Advertisement

Inquiry Continues Into Local Teamsters Election

Share via
TIMES LABOR WRITER

With less than three weeks remaining before the Teamsters Union convenes its national convention under unprecedented government reform rules, the largest Teamsters local in Southern California is still squabbling about who should represent its membership.

Government-appointed election overseers said Monday that results of a second delegate election in Teamsters Local 63--called after the first election was invalidated--will not be certified until further charges of ballot-tampering are investigated.

In the initial delegate election last March, supporters of a growing Teamsters reform movement won 14 of 17 delegate seats in Local 63, which represents 13,000 members from Barstow to Bakersfield.

Advertisement

However, the union’s independent administrator--appointed as part of a federal court settlement in which the Teamsters gave the government broad powers to clean up the union--invalidated the results because of inadvertent ballot printing errors.

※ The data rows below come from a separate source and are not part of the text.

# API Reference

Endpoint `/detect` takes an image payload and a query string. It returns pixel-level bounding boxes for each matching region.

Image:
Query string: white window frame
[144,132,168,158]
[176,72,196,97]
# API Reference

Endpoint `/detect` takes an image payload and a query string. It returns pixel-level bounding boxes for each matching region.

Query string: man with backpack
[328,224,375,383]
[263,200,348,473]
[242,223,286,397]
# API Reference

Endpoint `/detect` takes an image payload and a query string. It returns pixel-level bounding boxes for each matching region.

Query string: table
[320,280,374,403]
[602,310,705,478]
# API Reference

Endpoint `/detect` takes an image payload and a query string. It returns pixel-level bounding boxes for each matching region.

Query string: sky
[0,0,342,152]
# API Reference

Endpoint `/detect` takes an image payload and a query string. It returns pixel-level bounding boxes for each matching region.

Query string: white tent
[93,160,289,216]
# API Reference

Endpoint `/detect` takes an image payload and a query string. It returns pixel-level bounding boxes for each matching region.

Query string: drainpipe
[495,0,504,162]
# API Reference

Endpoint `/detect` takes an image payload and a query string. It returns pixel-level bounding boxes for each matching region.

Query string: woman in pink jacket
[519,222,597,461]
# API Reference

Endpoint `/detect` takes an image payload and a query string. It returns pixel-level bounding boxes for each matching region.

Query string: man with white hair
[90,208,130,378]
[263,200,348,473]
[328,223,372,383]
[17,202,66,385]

The election was ordered rerun in May, but controversy arose again. This time, members of the reform slate complained that supporters of an opposing slate with links to the local’s leadership were offering to pick up ballots from some union members.

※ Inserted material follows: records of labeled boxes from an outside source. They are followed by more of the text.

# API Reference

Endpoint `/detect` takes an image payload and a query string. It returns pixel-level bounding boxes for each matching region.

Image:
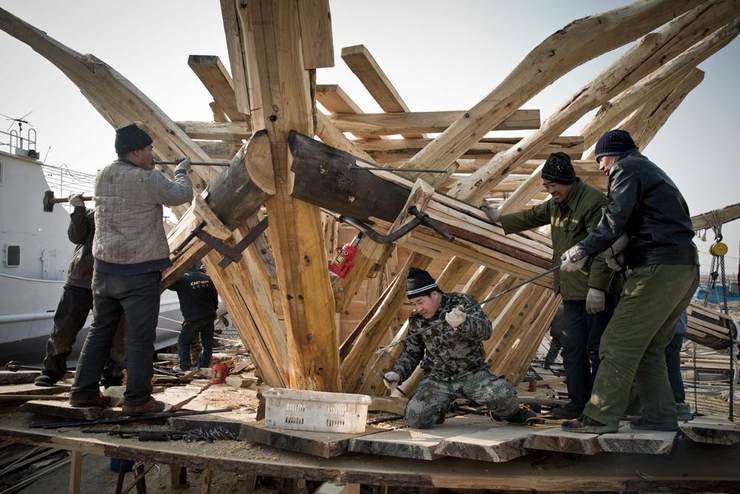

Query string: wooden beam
[450,3,740,206]
[298,0,334,69]
[176,120,252,142]
[620,68,704,155]
[398,0,701,178]
[342,45,410,114]
[220,0,250,115]
[244,0,340,391]
[357,134,584,162]
[188,55,247,122]
[329,110,540,135]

Government-appointed election officials said they substantiated that accusation in “at least” nine cases, calling it “a most serious violation” of rules governing delegate selection. The rules are intended to produce the first democratically conducted election in the history of the scandal-plagued Teamsters Union.

Advertisement

Ballots were counted over the weekend in the second election. But on Monday, election officials said only that the slate linked to the local’s leadership--the Informed Teamsters for the Good of All Slate--had beaten the reform slate, which is pledged to support Teamsters presidential candidate Ron Carey of New York. Carey is the endorsed candidate of Teamsters for a Democratic Union, which proposes drastically restructuring the union and hopes to push through a series of reform amendments during the convention in Orlando, Fla.

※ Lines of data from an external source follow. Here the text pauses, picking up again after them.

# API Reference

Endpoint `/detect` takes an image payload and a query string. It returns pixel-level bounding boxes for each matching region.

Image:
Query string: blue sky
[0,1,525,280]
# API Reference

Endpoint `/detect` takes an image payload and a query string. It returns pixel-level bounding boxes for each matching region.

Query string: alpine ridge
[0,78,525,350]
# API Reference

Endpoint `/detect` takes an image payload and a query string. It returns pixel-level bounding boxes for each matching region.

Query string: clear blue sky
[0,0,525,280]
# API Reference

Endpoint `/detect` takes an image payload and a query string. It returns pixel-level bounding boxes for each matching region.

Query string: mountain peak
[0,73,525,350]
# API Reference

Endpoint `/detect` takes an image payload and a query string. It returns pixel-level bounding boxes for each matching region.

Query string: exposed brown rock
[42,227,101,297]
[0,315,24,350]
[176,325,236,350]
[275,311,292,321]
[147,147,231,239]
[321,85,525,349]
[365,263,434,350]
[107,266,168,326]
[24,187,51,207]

However, election officials said they were continuing to investigate allegations of balloting interference against the Informed Teamsters slate. They said it may be more than a week before a decision is made on whether to certify the results of the second election.

Informed Teamsters is not pledged to a particular Teamsters presidential candidate. However, the head of Local 63, Secretary-Treasurer Bob Marciel, is pledging his support to presidential candidate Walter Shea, an international vice president of the union. Shea and another international vice president, R.V. Durham, are considered the two leading presidential candidates within the union’s Establishment.